Damen Shipyards Group is a globally recognized family-owned maritime company established in 1927, specializing in shipbuilding, ship repair, and marine equipment supply. The company positions itself as a leader in sustainable and connected shipbuilding, serving diverse markets including defense, offshore energy, public transport, and dredging. Damen operates a large network of shipyards and service hubs worldwide, emphasizing client-driven innovation and lifecycle support services. Technically, the Damen website employs modern web technologies such as React and Next.js, ensuring a responsive and accessible user experience. The site features comprehensive content, multimedia elements, and clear navigation, reflecting a mature digital infrastructure. Privacy and cookie compliance are well implemented, with consent mechanisms and GDPR-aligned policies. From a security perspective, the website enforces HTTPS, utilizes robust security headers, and avoids exposing sensitive data. No critical vulnerabilities were detected in the visible content or scripts. However, the absence of WHOIS registration details is notable and warrants caution, although the website's professional presentation and extensive business information support its legitimacy. Overall, Damen Shipyards Group presents a strong business and digital presence with a high level of trustworthiness and security maturity. Continued vigilance on domain registration transparency and public vulnerability disclosure would further enhance their security posture.

C

Copernica BV

copernica.com

72

Copernica BV is a Netherlands-based technology company specializing in marketing automation and email marketing software. Their platform offers a flexible multichannel marketing solution that enables organizations to create, manage, and optimize campaigns across email, SMS, web, and social channels. With over 20 years of experience, Copernica positions itself as a reliable and advanced provider in the marketing automation space, targeting marketing teams, CRM managers, and organizations focused on customer relationships. The company also owns subsidiary products such as MailerQ and SMTPeter, which cater to high-volume email delivery and cloud SMTP services respectively. Technically, the website demonstrates a mature digital infrastructure with modern JavaScript frameworks, Google Tag Manager, reCAPTCHA v3 for bot protection, and a well-structured SEO-friendly design. The site is mobile-optimized, fast-loading, and uses JSON-LD structured data to enhance search engine visibility. Security best practices are partially implemented, including HTTPS enforcement and cookie consent mechanisms, though explicit security policies and incident response contacts are not publicly available. From a security perspective, the website shows a good posture with no visible vulnerabilities or exposed sensitive data.

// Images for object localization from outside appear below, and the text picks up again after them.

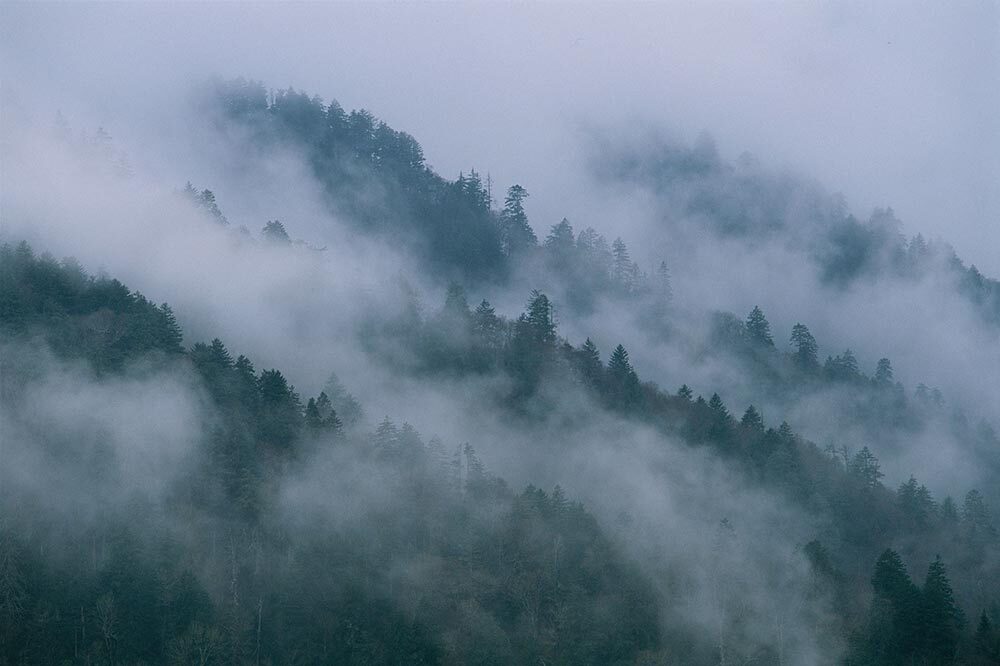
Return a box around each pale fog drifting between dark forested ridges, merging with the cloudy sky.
[0,3,1000,664]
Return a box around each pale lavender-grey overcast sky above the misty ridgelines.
[0,2,1000,276]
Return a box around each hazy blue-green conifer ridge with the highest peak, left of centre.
[206,79,669,307]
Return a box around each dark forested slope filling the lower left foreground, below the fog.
[0,243,659,664]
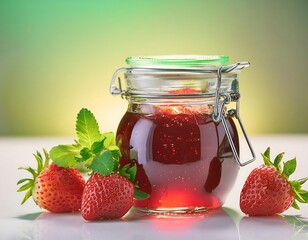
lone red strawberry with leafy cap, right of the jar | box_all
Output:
[240,148,308,216]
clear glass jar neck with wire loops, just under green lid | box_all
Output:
[110,62,249,99]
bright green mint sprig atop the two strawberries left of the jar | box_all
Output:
[50,108,149,200]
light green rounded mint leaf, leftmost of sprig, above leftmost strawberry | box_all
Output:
[49,145,82,168]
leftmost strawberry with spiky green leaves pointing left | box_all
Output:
[17,149,85,213]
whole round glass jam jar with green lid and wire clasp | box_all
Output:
[110,56,254,213]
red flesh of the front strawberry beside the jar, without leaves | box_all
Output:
[81,173,134,221]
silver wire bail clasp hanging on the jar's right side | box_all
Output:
[212,62,255,167]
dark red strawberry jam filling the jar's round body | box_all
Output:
[117,104,239,212]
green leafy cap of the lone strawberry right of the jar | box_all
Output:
[262,147,308,209]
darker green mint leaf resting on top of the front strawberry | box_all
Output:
[88,151,113,176]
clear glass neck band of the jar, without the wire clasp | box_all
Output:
[125,70,239,99]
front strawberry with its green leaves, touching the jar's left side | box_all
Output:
[81,158,149,221]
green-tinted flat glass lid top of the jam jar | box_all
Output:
[126,55,229,69]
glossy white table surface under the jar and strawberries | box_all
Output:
[0,135,308,240]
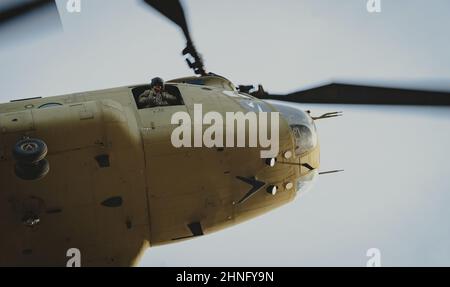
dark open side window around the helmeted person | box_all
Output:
[131,84,184,109]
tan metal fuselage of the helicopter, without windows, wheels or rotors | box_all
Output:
[0,78,319,266]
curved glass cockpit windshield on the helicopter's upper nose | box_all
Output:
[270,102,317,155]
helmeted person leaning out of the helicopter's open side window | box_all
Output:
[138,77,177,109]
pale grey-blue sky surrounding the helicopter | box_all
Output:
[0,0,450,266]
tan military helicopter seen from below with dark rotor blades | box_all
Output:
[0,0,450,266]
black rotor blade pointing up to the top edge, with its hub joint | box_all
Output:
[144,0,206,75]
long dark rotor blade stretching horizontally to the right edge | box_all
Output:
[251,83,450,106]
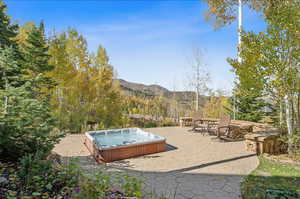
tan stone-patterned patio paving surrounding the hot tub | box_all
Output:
[54,127,258,199]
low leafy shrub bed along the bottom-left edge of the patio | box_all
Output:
[0,156,142,199]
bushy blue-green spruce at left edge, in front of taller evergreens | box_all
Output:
[0,47,60,160]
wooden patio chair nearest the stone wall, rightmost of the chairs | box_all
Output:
[208,115,231,137]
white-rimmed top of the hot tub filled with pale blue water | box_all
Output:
[87,128,164,149]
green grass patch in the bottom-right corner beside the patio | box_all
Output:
[241,157,300,199]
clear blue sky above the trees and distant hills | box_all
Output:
[4,0,265,90]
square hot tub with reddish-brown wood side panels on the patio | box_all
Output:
[84,128,166,162]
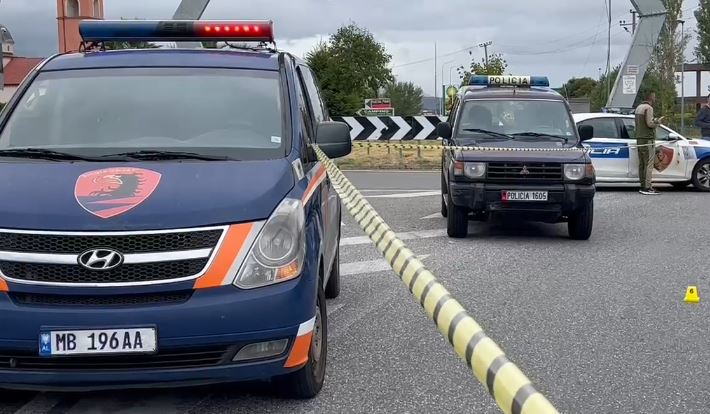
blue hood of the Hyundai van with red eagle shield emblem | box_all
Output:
[0,159,294,231]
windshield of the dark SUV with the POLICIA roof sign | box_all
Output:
[456,100,576,143]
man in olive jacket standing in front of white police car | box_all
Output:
[635,92,662,195]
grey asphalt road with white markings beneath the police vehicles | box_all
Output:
[0,172,710,414]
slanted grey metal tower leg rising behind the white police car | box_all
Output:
[606,0,668,111]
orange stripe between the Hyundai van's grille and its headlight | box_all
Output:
[195,223,254,289]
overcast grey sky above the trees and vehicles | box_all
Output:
[0,0,697,95]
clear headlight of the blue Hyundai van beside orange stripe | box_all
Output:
[234,198,306,289]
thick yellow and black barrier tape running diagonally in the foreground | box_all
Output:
[314,146,558,414]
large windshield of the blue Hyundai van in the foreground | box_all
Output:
[0,68,287,159]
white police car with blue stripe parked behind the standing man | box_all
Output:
[574,113,710,192]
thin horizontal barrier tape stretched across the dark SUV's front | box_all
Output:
[353,141,664,154]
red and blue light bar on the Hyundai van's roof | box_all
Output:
[79,20,274,43]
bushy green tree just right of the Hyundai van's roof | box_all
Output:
[306,24,394,115]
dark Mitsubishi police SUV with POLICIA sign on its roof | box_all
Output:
[437,76,596,240]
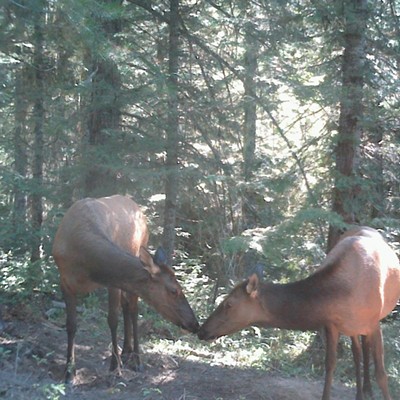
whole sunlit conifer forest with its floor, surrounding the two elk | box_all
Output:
[0,0,400,400]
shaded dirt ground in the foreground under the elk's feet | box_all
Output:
[0,308,355,400]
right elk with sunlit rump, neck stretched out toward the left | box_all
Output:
[198,227,400,400]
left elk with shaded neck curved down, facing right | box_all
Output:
[53,195,198,382]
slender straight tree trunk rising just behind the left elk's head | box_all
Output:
[163,0,179,264]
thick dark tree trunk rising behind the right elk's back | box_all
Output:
[328,0,367,250]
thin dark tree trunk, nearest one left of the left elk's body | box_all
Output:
[30,4,45,262]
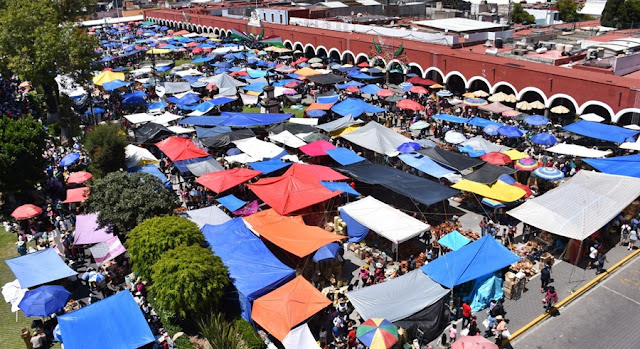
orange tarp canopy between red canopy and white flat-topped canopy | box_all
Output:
[244,209,346,258]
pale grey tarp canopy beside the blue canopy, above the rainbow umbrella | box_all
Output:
[347,270,448,322]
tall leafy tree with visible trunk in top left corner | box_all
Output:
[0,0,97,140]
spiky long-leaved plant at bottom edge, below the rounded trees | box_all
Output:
[198,313,247,349]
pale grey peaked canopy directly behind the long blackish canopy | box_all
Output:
[340,121,411,156]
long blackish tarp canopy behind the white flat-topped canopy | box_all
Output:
[337,161,459,205]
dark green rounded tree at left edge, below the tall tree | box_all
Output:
[0,116,47,193]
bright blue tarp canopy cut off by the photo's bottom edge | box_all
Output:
[58,290,155,349]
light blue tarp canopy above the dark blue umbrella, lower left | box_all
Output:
[5,248,78,288]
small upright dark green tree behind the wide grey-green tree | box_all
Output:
[84,124,128,177]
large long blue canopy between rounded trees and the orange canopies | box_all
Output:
[202,218,296,321]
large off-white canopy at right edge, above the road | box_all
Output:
[507,170,640,240]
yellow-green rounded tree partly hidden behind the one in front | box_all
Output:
[126,216,204,280]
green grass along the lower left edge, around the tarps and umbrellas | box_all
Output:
[0,227,60,349]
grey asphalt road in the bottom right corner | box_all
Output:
[512,253,640,349]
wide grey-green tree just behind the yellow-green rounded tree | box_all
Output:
[84,172,178,232]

However, the absence of WHOIS registration data raises some transparency concerns, though the overall legitimacy is supported by consistent business information and a professional online presence. Privacy compliance is well addressed with GDPR-aligned policies and cookie consent. Overall, Copernica presents a trustworthy and professional business with a strong market position in marketing automation. Strategic improvements in security transparency and WHOIS data availability would further enhance trust and compliance.